Wednesday, December 5, 2018

Can Trauma Pass On Genetically? Yes. What My Students Taught Me


Yesterday, students in my course (Immigration and Race: Inequality in Labor) presented their research projects. I am summarizing a stunning project by two psychology students who also work in the UIUC Brain and Cognitive Development Lab.
“Mental Illness Within the Slave Population: Early History to Present Day” showed that slaves in the early 1800s were “treated” for mental illness. Manifestations of illness included slaves talking back to masters all the way up to engaging in rebellious behaviors. 
The shocking part was medicine’s role.
One school of scientific thought believed that black people have less oxygen in their blood than whites—and this caused some degree of mental infirmity. 
Psychiatrists of the time also thought the best way to treat these “mentally ill” slaves was whipping.
The students then turned to studies of Holocaust survivors. 
Almost all exhibited PTSD, not only behaviorally, but hormonally. A stress hormone created in the amygdala (inner core of the bran) was more than normal: the amygdala also remained in “overdrive.”

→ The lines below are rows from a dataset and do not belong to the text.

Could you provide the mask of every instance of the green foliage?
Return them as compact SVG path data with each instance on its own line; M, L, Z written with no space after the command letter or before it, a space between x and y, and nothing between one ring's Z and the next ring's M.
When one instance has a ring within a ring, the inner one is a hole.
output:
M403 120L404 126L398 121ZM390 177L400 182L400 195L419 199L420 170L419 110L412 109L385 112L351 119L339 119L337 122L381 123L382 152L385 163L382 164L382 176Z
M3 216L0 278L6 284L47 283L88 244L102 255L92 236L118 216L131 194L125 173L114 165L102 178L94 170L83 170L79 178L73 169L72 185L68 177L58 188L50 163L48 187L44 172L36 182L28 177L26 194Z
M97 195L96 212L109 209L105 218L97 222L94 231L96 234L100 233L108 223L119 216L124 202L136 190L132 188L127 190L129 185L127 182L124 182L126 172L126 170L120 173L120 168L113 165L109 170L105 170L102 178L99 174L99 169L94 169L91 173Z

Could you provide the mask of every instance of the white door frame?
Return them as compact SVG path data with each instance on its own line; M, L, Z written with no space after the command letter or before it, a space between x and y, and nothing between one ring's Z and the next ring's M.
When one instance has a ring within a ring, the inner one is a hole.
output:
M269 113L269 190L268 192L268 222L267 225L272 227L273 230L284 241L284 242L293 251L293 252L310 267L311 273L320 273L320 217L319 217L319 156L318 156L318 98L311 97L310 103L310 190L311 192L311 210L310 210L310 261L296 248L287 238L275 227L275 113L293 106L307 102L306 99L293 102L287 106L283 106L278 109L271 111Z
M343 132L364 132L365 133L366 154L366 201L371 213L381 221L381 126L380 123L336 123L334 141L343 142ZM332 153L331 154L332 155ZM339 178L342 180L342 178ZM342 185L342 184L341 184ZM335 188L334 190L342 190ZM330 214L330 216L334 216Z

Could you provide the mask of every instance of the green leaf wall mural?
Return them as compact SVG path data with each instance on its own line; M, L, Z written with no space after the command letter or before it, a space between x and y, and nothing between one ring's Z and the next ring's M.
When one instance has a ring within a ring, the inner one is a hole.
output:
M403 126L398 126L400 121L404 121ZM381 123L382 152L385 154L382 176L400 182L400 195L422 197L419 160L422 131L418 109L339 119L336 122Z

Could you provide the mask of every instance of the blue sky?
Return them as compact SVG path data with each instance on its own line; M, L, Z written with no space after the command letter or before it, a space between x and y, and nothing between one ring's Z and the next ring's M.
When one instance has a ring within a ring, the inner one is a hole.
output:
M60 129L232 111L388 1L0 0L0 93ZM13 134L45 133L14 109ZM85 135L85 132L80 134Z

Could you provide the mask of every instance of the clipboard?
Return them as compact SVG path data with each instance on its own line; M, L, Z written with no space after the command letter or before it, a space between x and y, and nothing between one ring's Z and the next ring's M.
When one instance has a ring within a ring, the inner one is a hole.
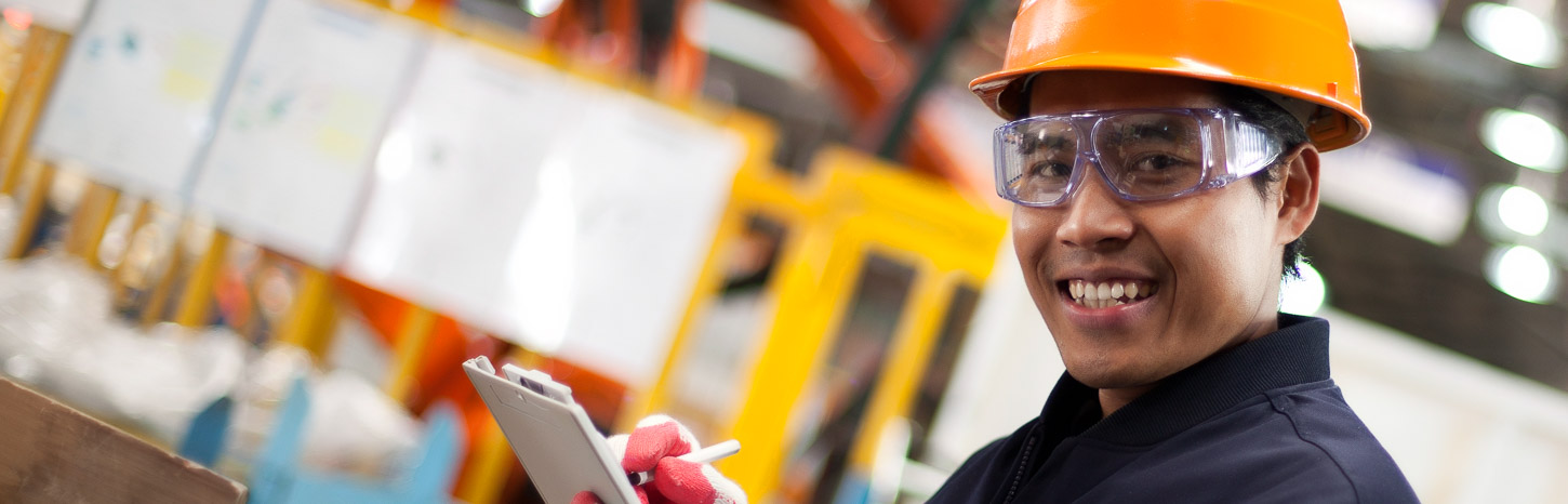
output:
M571 388L513 364L502 366L500 377L483 355L463 363L463 371L546 502L571 504L585 490L605 504L640 502L610 444L572 400Z

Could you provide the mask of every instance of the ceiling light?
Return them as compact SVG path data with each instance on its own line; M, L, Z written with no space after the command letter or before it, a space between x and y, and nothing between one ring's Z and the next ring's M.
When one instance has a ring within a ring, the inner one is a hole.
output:
M1518 110L1488 110L1480 122L1480 141L1502 159L1540 171L1562 171L1568 157L1568 140L1563 140L1562 130Z
M1534 248L1513 245L1491 251L1486 281L1502 294L1523 301L1544 303L1557 287L1557 270Z
M1350 39L1367 49L1422 50L1438 33L1432 0L1341 0Z
M1518 234L1540 236L1546 231L1549 215L1551 207L1546 206L1546 199L1529 188L1512 185L1497 198L1497 217L1504 226Z
M555 14L555 9L561 8L561 0L519 0L519 3L533 17L550 16Z
M1279 286L1279 311L1297 316L1316 314L1328 298L1328 284L1311 265L1300 264L1297 270L1301 272L1301 278L1286 278Z
M1516 6L1472 5L1465 11L1465 33L1475 46L1519 64L1555 68L1562 57L1557 30Z

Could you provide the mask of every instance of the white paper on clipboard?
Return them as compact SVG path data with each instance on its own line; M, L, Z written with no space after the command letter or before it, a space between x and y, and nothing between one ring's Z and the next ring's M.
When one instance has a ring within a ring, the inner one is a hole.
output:
M235 234L334 265L423 36L362 5L268 0L193 201Z
M569 388L511 364L502 378L483 355L463 363L463 371L546 502L568 504L580 491L593 491L605 504L638 502L621 462Z
M500 331L495 300L541 163L588 94L544 64L437 36L376 157L345 272Z
M251 0L99 0L75 35L34 149L96 179L182 201Z

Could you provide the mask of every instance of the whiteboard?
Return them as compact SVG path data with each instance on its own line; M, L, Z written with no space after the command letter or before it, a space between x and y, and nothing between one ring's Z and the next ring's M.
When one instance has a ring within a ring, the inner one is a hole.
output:
M535 349L649 386L713 243L740 135L605 93L546 159L502 275L500 309Z
M212 130L251 0L99 0L66 55L34 149L177 203Z
M347 275L492 331L541 165L586 93L543 64L441 36L376 157Z
M193 203L238 236L332 267L422 38L362 5L270 0Z
M660 104L439 39L381 146L345 273L648 385L743 154Z

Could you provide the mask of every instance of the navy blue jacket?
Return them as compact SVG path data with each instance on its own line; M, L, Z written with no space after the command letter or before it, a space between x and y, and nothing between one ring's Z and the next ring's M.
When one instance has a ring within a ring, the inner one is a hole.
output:
M930 502L1416 502L1328 378L1328 320L1215 353L1099 419L1063 374L1035 418Z

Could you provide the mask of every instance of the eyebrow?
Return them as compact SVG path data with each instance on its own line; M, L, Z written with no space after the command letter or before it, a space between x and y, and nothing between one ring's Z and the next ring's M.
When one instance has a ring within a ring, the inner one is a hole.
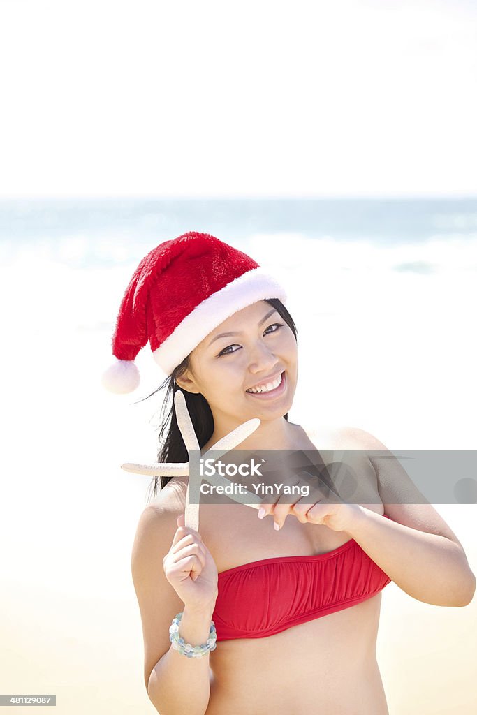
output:
M265 317L262 317L262 320L260 321L260 322L257 323L257 325L261 325L262 323L265 322L265 320L267 320L267 318L270 317L270 315L272 315L272 313L274 313L274 312L278 312L278 311L277 310L276 308L273 308L272 310L269 311L269 312L267 313L267 315L265 316ZM239 331L238 332L221 332L219 335L216 335L215 337L213 337L212 339L212 340L210 341L210 342L207 345L207 347L210 345L211 345L212 344L212 342L214 342L215 340L218 340L218 339L220 337L228 337L230 335L242 335L242 332L240 332L240 331Z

The real stunner is evidence that an abnormal number of descendants of Holocaust survivors have high stress hormones that come from their amygdala. Researchers believe that this is evidence of—and here, I use my students’ words— “multi-generational oppression.”
They concluded that the higher rates of mental illnesses among African-Americans are quite possibly a genetic legacy of several generations of slavery (called by Swiss researchers Post Traumatic Slave Disorder).